Integration with the EHR

To maximize design flexibility and minimize restricting our application to a single EHR system, we elected to integrate our software as link within the EHR (currently operating using Cerner®). We developed a PowerForm that centralizes the multidisciplinary activities associated with busulfan TDM. Ordering a busulfan TDM study prompts a “face up” view of the PowerForm that generates all tasks and queries related to the study. A static order set generates labels for specimen collection. Data holding spots were created for entry by pharmacy (dosing weight, study dose number, total number of doses) and nursing (infusion start/stop times, sampling times, catheters accessed for dosing and sampling). Indicators signal the completion of all necessary tasks. The PowerForm serves to facilitate coordination of the TDM study and eliminates duplicative data capture. Preparatory and pre-delivery activities were streamlined and the steps where transcription errors could be introduced were eliminated addressing additional inefficiencies enumerated in Table 1. Clicking on the software link within the PowerForm transparently pulls in all of the relevant patient data from the PowerForm, along with demographic data, clinical laboratory data, and dosing information from the medication administration record. Accessing the software outside of the EHR requires provision of a medical record number which then permits import of the same data described above. The software was also built with a manual entry feature to accommodate the analysis of data from patients that are not contained within our institution's EHR. Completion of the modeling and simulation within the DST pushes a time/date stamped report back into the EHR while completion of more than one report for the same child prompts a warning indicating that a report has already been submitted for that child. We elected not to integrate software recommendations with computerized physician order entry (CPOE) until the software has been prospectively validated.

Usability testing

Structured cognitive walkthroughs (CW) were conducted with individuals representing medicine, pharmacy, pharmacology, and nursing to identify whether the interface supported the prospective users' needs (Polson et al., 1992). Recommendations arising from the CW were incorporated into the application's design. Subsequently, 14 content experts (CE) and 14 end-users (EU) participated in traditional usability testing to assess efficiency, ease-of-use, and user satisfaction with the application among a representative user populations (Table 2). Content experts reflected individuals having completed formal post-doctoral training in Pediatric Clinical Pharmacology. End-users reflected clinicians and/or administrative staff at the hospital that could reasonably be expected to interact with the software. Participants were observed as they completed a series of tasks within the application centered around four distinct clinical scenarios.

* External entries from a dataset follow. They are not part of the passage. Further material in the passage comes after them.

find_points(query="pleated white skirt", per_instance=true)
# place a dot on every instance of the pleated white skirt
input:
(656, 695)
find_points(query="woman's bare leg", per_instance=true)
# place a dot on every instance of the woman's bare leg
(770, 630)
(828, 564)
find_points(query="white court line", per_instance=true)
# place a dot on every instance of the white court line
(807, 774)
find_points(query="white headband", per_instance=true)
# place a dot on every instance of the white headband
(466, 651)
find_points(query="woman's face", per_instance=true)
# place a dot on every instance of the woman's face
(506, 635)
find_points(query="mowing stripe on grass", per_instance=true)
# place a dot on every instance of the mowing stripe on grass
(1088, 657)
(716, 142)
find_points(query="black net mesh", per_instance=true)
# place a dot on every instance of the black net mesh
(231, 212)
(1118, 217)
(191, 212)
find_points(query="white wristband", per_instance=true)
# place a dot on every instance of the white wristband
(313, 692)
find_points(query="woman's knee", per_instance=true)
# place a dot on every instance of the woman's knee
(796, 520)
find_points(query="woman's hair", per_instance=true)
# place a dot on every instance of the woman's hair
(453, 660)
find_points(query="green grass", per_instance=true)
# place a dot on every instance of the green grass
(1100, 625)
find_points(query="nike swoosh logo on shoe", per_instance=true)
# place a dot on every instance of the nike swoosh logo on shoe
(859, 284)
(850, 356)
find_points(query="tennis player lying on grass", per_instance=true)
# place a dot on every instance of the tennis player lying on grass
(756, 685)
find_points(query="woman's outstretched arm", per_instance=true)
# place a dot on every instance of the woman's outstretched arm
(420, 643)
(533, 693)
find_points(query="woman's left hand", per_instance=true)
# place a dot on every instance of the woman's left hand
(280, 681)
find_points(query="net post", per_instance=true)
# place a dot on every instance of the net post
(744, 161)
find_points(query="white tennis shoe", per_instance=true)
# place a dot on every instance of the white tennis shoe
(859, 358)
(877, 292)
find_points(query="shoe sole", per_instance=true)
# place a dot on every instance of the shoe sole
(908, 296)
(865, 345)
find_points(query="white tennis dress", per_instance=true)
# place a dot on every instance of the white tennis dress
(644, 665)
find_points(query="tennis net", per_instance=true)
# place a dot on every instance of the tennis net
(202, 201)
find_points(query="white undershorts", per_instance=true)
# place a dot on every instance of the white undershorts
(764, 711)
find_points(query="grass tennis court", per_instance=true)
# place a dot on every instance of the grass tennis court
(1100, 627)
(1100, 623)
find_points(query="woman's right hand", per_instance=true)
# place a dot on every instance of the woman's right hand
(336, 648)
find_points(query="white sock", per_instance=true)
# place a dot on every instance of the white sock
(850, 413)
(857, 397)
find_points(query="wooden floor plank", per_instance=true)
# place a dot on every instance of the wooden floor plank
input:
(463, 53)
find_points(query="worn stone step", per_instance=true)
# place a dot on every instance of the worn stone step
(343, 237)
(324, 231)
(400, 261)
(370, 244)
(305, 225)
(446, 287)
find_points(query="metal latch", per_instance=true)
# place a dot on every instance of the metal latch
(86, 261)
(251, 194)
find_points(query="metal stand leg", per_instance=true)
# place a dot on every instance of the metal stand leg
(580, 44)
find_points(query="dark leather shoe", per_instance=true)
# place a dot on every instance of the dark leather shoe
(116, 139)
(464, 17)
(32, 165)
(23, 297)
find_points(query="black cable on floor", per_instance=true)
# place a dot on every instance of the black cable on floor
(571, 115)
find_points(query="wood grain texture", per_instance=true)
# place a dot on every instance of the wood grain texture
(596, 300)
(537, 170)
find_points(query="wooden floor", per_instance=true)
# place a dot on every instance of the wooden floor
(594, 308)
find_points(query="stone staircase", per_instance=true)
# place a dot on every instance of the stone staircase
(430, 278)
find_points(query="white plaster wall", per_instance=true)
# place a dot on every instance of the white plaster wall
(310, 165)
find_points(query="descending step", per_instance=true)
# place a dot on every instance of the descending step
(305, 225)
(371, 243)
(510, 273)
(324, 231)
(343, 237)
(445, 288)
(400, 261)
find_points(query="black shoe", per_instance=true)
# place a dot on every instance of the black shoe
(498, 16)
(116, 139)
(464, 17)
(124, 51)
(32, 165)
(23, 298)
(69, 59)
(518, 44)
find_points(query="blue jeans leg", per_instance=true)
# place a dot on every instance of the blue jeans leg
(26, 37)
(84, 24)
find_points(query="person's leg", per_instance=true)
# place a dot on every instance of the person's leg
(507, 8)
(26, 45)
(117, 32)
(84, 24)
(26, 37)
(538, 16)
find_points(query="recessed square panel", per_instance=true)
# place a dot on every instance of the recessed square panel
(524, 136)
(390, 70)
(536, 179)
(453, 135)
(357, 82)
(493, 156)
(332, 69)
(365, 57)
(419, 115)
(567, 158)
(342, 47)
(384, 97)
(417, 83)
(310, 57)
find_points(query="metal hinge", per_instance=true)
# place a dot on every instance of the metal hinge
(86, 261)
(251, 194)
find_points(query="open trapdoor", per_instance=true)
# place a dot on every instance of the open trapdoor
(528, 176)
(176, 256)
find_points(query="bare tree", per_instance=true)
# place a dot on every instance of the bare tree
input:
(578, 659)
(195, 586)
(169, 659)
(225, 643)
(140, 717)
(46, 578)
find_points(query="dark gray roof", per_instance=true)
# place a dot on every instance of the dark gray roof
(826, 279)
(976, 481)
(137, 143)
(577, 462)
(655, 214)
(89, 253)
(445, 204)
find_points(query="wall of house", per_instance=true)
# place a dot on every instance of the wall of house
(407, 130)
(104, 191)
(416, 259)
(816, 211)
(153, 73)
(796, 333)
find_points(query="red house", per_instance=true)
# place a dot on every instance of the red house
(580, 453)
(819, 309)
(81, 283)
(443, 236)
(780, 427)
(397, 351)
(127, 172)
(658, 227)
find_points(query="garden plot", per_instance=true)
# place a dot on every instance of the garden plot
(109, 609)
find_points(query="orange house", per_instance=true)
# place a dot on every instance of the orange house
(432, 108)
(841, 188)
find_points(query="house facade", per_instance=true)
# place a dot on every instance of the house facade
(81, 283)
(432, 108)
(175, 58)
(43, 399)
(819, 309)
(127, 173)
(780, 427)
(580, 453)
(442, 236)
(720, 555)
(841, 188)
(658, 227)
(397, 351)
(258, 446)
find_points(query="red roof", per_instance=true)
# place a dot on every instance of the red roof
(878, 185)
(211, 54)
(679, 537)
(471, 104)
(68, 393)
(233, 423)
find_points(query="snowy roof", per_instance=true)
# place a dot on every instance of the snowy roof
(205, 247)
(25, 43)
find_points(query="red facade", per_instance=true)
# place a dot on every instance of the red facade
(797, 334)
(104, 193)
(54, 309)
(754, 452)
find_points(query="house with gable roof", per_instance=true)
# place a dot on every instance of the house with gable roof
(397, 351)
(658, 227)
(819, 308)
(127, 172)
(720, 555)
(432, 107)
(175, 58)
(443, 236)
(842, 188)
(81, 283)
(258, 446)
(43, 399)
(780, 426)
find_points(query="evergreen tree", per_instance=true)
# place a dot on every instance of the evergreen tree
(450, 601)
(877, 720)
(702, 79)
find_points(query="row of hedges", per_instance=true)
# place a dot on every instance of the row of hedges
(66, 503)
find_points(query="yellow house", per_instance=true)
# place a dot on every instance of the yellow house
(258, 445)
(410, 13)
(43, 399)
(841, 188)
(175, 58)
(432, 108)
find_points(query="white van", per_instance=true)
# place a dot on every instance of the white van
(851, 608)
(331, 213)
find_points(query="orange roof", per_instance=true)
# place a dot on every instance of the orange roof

Testing incorporated a think-aloud protocol in which participants were encouraged to verbalize what they are thinking during testing. Audio and video of the participants' interaction with the DST were captured using logging software designed for usability testing (Techsmith Morae). Additional information was collected via questionnaire. Each usability test gathered the following measures: demographics, time to complete tasks, number of clicks required to complete tasks (compared to optimal paths), task success, and user perceptions of task ease/difficulty. Overall user satisfaction and perceived usability was measured using version 3 of the Post-Study System Usability Questionnaire (PSSUQ v3; Sauro and Lewis, 2012). Standard descriptive statistics were applied to describe the usability testing participants and the PSSUQ response data. Statistical differences in task performance between user subpopulations were examined by application of a two-tailed, unpaired Student's t-test. The significance limit accepted for all statistical analyses was α = 0.05. All participants were enrolled with informed consent under a protocol that was reviewed and approved by the Institutional Review Board at Children's Mercy Hospital.
Table 2

Characteristics of participants in the usability testing.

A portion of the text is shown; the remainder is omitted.